If the desired cutting depth is to be maintained while eliminating chatter, the machine structure has to be either stiffened or better damped. Frequently, the available installation space and/or the weight or the costs of the machine make it difficult to implement a stiffer construction. Damping is difficult to improve by employing only mechanical means. The materials used in the construction of the machine have only very small and unpredictable intrinsic damping, in the order of a few percent.
The publication “Hochgenaue Regelung von Linearmotoren durch optimierte Strommessung” (High Precision Control Of Linear Motors Through Optimized Current Measurements) published in the German technical journal “antriebstechnik”, Vol. 38 (1999), No. 9, pp 90-93, discloses a feed system with a permanent-excited synchronous linear motor and a field control with a high-resolution PWM transistor converter and a synchronized, high precision current measurement. A conventionally controlled linear motor with low friction guides exhibits under controlled operating conditions a parasitic motion which is superimposed on the feed motion. This parasitic motion is also observed when the motor is stopped. An adequate motion quality can be achieved by measuring the current with a secondary current controller while controlling the position. With a closed loop control, noise produces a corresponding feed force in the linear motor, which then causes a parasitic motion of the feed carriage. Only the parasitic components of the current along the q-axis (quadrature or out-of-phase axis), where the force is produced, cause a parasitic force and hence a parasitic motion. The parasitic components of the current along the d-axis (direct or in-phase axis), where the field is formed, do not affect the parasitic motion. Due to the high inertia of the carriage, high parasitic frequencies have only a small effect on the position of the carriage. The parasitic frequency curve has a maximum at intermediate frequencies, depending on the control bandwidth of the velocity and position control. This is the frequency range where disturbances in the current measurement have the greatest impact on the position of the carriage. A precise feed motion can be realized with a single drive system, which includes a synchronous linear motor, by synchronously measuring the currents, for example, by using an oversampling method with an effective resolution of 12 bits. This high-precision current measurement in conjunction with a field control improves the parasitic motion by a factor of 20, using the same control dynamics.
Unlike rotary servo motors, linear motors used for driving feed axes have a flat air gap. Linear motors have a (feed) direction along which the feed force is generated, and another (force) direction along which the attractive magnetic force is produced. The feed direction is parallel to the plane of the air gap, whereas the force direction is oriented normal to the plane of the air gap.
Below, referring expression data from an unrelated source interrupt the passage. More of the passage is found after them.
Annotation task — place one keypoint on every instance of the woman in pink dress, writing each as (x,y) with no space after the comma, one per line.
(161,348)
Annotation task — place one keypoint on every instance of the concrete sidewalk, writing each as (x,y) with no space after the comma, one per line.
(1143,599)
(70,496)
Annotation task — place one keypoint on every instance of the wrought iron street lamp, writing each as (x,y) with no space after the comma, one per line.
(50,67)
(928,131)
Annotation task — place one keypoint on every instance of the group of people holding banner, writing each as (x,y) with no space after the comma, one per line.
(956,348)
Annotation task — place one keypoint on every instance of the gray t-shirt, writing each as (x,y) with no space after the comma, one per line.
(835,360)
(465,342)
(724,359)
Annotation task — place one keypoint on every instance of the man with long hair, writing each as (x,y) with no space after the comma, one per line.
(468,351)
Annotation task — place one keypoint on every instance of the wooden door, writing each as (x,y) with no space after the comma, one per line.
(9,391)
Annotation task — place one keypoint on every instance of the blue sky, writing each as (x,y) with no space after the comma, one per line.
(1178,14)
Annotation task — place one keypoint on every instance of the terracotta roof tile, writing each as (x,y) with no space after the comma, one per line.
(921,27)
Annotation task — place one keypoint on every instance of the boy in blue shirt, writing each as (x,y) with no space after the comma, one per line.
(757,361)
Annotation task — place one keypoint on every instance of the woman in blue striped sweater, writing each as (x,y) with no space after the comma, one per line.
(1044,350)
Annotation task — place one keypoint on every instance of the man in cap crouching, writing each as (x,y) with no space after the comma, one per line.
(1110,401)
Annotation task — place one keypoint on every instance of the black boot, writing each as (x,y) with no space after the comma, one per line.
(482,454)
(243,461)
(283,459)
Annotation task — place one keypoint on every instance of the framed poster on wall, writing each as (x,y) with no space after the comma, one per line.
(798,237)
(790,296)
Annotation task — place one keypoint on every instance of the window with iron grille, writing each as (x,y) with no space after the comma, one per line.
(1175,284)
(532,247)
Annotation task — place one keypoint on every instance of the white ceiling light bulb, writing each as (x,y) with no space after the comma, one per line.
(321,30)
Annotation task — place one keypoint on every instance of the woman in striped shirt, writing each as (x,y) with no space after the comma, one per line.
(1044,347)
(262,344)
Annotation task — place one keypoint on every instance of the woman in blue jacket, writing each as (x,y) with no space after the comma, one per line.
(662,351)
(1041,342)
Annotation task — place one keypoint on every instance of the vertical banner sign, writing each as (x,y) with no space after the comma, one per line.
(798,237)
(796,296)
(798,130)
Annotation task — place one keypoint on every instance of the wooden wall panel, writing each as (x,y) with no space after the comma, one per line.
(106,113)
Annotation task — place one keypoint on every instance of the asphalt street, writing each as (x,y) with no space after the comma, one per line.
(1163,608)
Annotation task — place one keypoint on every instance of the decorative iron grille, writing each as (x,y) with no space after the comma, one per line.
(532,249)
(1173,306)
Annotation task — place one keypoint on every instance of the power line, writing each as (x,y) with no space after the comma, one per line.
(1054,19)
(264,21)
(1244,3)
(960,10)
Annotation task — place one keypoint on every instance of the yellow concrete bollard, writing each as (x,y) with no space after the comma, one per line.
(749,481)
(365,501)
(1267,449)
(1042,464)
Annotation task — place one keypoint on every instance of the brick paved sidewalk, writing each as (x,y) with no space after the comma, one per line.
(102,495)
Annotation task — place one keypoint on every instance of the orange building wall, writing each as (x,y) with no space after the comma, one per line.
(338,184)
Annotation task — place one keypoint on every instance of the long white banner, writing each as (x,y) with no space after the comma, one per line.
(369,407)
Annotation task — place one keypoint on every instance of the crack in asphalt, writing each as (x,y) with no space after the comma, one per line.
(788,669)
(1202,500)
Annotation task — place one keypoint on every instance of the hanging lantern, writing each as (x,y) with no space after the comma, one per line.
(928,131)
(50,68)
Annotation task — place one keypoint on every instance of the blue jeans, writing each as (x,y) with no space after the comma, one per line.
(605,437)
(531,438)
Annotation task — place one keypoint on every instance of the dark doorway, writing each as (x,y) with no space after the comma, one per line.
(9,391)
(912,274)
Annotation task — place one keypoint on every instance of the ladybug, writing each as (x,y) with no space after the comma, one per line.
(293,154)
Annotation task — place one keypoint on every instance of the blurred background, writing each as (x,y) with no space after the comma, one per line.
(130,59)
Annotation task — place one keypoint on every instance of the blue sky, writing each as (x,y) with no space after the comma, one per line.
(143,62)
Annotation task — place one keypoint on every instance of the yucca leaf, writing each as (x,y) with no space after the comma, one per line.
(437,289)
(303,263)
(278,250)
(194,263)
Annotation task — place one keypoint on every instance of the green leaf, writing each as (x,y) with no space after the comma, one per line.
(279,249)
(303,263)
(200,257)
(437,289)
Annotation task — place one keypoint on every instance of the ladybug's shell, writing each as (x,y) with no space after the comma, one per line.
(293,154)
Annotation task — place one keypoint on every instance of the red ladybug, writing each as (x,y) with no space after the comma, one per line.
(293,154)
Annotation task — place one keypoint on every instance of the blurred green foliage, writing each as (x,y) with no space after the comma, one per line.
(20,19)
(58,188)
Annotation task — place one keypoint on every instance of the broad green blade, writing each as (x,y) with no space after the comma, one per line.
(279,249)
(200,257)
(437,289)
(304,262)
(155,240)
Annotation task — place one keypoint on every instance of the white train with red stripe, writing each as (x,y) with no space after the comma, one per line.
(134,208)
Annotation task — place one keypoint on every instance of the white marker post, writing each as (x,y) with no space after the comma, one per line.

Because the attractive force is perpendicular to the drive force, this force is also referred to as transverse force. In principle, the linear motor can produce controllable forces both in the feed direction and also in the transverse direction. For controlling the feed force, the q-component (quadrature or out-of-phase component) of the three-phase current is used, whereas the d-component (direct or in-phase component) is responsible for the attractive force. The two components are perpendicular in a three-phase system. Controlling the drive force via the q-component of the motor current does not affect the attractive force and vice versa. The two force directions are hence decoupled from each other. In conventional machine tools, only the direction of the feed force, i.e., the q-component is operational, because the machine carriage moves in the direction of the feed force. The attractive force is not controlled in conventional machine tools, so that the current of the d-component is always set to zero.
It would therefore be desirable and advantageous to provide an improved method and device for damping chatter oscillations in a machine tool, which obviates prior art shortcomings and is able to specifically operate with a linear motor controlled with a single field controller.